For more than 30 years, my focus has been on conflict resolution and peacebuilding. I’ve mostly been an educator – teaching at the graduate and undergraduate levels – but have also worked as a mediator and facilitator. I started my career as a lawyer which led me to divorce and custody mediation in the early 1990s. Here, I experienced how new hope can be offered to family relationships because of mediation. I then had the opportunity to help establish a community mediation program. This led me to recognize the value that mediation has for local and diverse communities.
Throughout by career, I’ve emphasized with clients, parties in dispute, and students, the need to seek positive, constructive, and sustainable outcomes. Rather than musing on past difficulties and challenges, I’ve stressed the need to recognize the power we have in ourselves to create the future we wish by tapping into our personal strengths and abilities.
When I was in graduate school, I was introduced to the power of appreciative inquiry and the work of David Cooperrider to assist those during change. I’ve frequently used the 4D method – discovery, dream, design, destiny – with clients and students in helping them navigate and embrace change.
As my work pivoted to supporting those seeking career change and improving their work environments, I learned about Mihaly Csikszentmihalyi and his theory of optimal experience, commonly referred to as flow. I came to recognize that in my own professional life the elements of flow – complete concentration on the task; clarity of goals and reward; transformation of time; an experience intrinsically rewarding; effortlessness and ease; balance between challenge and skills; losing self-conscious; and a feeling of control – frequently characterized my work, especially when assisting individuals through conflict, teaching, or helping someone consider a professional change. To be in flow is to be “in the zone.” I’m often there.
More recently, I learned that I was using tools associated with the emerging field of positive psychology, so named by Martin Seligman in 1998. I recognized that my approach to work, my clients, and my students already aligned with its tenets. At its core, positive psychology is about flourishing and helping individuals find conditions for themselves that help them to thrive. Professionals in the field focus on studying the strengths and virtues that enable one to live meaningful lives. More intrigued and embracing that learning is life-long, in 2022 I earned a graduate certificate in the field.

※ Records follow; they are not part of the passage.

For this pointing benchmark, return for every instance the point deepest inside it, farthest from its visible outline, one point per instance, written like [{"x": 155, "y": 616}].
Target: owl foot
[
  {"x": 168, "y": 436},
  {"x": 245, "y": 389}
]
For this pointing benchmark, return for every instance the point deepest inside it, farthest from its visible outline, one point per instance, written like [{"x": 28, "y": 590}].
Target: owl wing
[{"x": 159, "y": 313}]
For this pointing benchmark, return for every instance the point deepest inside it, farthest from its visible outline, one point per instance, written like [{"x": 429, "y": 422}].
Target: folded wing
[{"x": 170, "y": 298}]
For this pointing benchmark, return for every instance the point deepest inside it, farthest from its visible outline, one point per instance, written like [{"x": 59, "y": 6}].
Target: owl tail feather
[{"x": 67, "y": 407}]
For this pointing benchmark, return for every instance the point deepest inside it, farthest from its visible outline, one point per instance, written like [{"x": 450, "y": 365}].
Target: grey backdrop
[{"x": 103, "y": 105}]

Conflict engagement demands seeking a pathway to positive change. John Paul Lederach has urged moving from violent and destructive patterns toward creative, constructive, and nonviolent capacities to deal with human conflict. This is accomplished by looking at personal, relational, structural, and cultural modes to foster conflict transformation.
In conflict transformation we look to find potential in relationships of those in conflict and pursue approaches for a positive future where hopes are met, individuals who previously where hostile can live in peace, and full potential is actualized. In seeking a need for re-humanization in a time of fragmentation, he has argued for the need to nurture compassion by looking at flourishing.
In my early professional life as divorce mediator working with couples often with children, I encouraged them to create a future that allowed for the greatest prospects for them, and their children. Frequently, I would ask the parties to picture the future and what they would like their world and that of their children to look like. This is a technique found in appreciative inquiry, where parties are asked to “dream” about the future. Often, I would find that parents’ long-term vision for their children included healthy relationships with both parents, as well as the existence of the full range of opportunities that caring parents can provide. Focusing on the future allows individuals to wish, hope, and vision tomorrow’s possibilities.
For the practitioner, the application of positive psychology strategies to conflict intervention is much more than merely assuring someone that “everything will be Okay”, or “just be positive.” It requires helping clients to often reconsider situations and their impact on their lives. The adage of looking at the glass as half full rather than half empty is apt here. But positive psychology means more than merely looking at the glass, but also developing attitudes and actions that follow to implement a better outlook.
The field of positive psychology has attracted adherents from a range of fields including business and industry, human relations, and social work. Positive psychology focuses much on healthy living and emphasizes forgiveness, resilience, and gratitude. All values applied conflict resolution. Used well, positive psychology can lead to a growth mindset , as advanced by Carol Dweck. The growth mindset fosters the ability to change and learn, countering a fixed mindset many experience – including many dealing with conflict.
Improving conflict resolution outcomes can be enhanced by incorporating positive psychology approaches to our work. This in turn can improve the effectiveness of our efforts in building peaceful futures.